Repo = "https://github.com/pedropark99/spark_map"
Issues = "https://github.com/pedropark99/spark_map/issues"
[tool.pytest.ini_options]
pythonpath = [
"."
]
[tool.setuptools]
py-modules = []
As @Dorian Turba suggested, I moved the source code into a src
folder. Now, the structure of the package is this:
root
├───src
│ └───spark_map
│ ├───__init__.py
│ ├───functions.py
│ └───mapping.py
│
├───tests
├───.gitignore
├───LICENSE
├───pyproject.toml
├───README.md
└───README.rst
After that, I executed python -m pip install -e .
(the log of this command is on the image below). The package was compiled and installed succesfully. However, when I open a new terminal, in a different location, and try to run python -c "import spark_map"
, I still get the same error.
I also tried to start a virtual environment (with python -m venv env
), and install the package inside this virtual environment (with pip install -e .
). Then, I executed python -c "import spark_map"
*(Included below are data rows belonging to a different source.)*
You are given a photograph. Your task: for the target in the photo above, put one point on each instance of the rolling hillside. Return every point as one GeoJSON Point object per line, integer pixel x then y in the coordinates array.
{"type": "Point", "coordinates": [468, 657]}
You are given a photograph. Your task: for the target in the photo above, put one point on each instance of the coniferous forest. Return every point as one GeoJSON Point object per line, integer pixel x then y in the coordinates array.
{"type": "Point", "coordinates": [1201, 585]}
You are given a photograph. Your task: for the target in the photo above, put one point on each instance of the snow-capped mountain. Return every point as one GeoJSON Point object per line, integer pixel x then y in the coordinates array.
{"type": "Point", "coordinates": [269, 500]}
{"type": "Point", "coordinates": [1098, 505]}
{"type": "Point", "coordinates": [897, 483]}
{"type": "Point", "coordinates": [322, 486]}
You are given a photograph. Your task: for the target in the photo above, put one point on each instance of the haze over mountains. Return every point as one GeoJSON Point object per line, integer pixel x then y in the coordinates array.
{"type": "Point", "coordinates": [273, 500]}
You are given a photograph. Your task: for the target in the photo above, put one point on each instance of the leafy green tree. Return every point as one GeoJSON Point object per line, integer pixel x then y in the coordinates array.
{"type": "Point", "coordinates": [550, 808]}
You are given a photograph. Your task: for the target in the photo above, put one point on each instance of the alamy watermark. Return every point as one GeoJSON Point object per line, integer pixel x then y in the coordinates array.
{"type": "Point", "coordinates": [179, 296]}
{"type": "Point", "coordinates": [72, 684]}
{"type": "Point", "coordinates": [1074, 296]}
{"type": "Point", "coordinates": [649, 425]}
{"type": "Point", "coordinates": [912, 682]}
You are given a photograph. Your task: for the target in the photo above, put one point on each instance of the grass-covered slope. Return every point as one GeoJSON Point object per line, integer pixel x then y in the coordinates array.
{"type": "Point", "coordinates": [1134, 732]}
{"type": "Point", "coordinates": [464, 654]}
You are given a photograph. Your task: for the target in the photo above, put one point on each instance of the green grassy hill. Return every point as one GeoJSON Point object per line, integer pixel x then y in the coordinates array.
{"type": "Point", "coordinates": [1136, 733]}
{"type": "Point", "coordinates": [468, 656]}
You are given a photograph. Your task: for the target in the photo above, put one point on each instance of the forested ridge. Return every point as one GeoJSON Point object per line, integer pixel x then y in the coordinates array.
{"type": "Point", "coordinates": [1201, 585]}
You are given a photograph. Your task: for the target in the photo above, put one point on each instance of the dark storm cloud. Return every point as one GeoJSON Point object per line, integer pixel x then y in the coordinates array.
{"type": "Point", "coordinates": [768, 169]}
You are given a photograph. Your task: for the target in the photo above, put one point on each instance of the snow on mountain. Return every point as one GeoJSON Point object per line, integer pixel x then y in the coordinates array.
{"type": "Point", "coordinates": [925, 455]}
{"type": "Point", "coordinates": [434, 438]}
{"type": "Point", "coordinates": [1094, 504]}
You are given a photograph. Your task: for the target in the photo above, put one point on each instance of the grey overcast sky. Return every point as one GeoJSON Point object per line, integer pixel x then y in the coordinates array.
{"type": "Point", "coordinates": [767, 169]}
. But the problem still remains. I executed pip list
too, to check if the package was installed. The full log of commands is on the image below:
The source of the problem is at the "build process" of the package. In other words, pip install
was installing a "not valid package".
Basically, I use setuptools to build the package. When I compiled (or "build" the package with python -m build
, the source code of the package (that is, all contents of the src
directory), was not included in the compiled TAR archive.
The documentation for setuptools talks about this issue of finding the source code for your project. In essence, setuptools was not finding the source code of the package. So I needed to help him find these files, by adding these two options to my pyproject.toml
file:
[tool.setuptools]
packages = ["spark_map"]
package-dir = {"" = "src"}
If you are having a similar problem at installing and importing your package, you might have this same problem, as I did. To check if that is your case, build your project with python -m build
. Then, open the source distribution of your package (that is, the TAR archive), and check if the source code is there, inside this TAR file. If not, than, you have this exact problem.